BRICKA André

Artiste-peintre (★ Strasbourg 7.2.1922).

Fils d’Alfred Bricka, tapissier, et d’Eugénie Wernert. À peine finies ses études secondaires au lycée Fustel de Coulanges, le voilà contraint de se battre en Russie sous l’uniforme allemand. Il déserta, fut condamné à mort, puis libéré le 23.11.1944. Sorti des Arts Décoratifs de Strasbourg, il fonda avec Claude Roger-Marx et quelques autres « Le Groupe de l’Issue », poursuivit sa formation à Paris auprès d’André Lhote ainsi qu’à la Grande Chaumière, Académie libre de Montparnasse (1946-1948). Il tint son atelier à Strasbourg et exposa à Strasbourg, Colmar, Mulhouse, Paris. Auteur de fresques pour la chapelle de l’hôpital de Colmar (1953), pour les églises de Kunheim, de Birlenbach et de Boofzheim (1955, 1956), il a doté de mosaïques ou fresques murales quelques écoles à Strasbourg, Sélestat et Colmar (1958), et s’intégra d’emblée au fameux « Groupe de l’Oeuf » que venait de fonder l’un de ses amis J.-J. Hueber, président des artistes indépendants d’Alsace.

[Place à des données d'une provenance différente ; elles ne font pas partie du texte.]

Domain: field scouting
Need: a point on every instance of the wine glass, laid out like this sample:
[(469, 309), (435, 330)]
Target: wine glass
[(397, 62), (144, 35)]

Il assura de 1956 à 1975, un cours de dessin académique à l’École des Arts décoratifs. André Bricka cultiva la peinture de chevalet, dont le Musée des Beaux-Arts au Palais Rohan détient quatre spécimens : Nelly (1949), La femme en bleu (1954), Les moines blancs (1963) et Les hauteurs de Skynos. D’autres de ses tableaux sont entrés aux musées de Karlsruhe et de Luxembourg. Après 1975, il passa six mois chaque année en Grèce, dans les Cyclades : c’est là qu’il créa, désormais, nombre de paysages au style figuratif interprété. Il parcourut l’Espagne, l’Italie, l’Afrique du Nord, exposa régulièrement à Venise et à Juan-les-Pins. Chevalier des Arts et Lettres (1971).

Dernières Nouvelles d’Alsace du 9.5.1971 ; R. Heitz, « Réalité et fictions dans l’art en Alsace », Saisons d’Alsace n° 78-79, 1982, p. 195 ; Interviews avec A. Bricka lui-même et avec J.-J. Hueber, aux Arts décoratifs de Strasbourg, février 1983.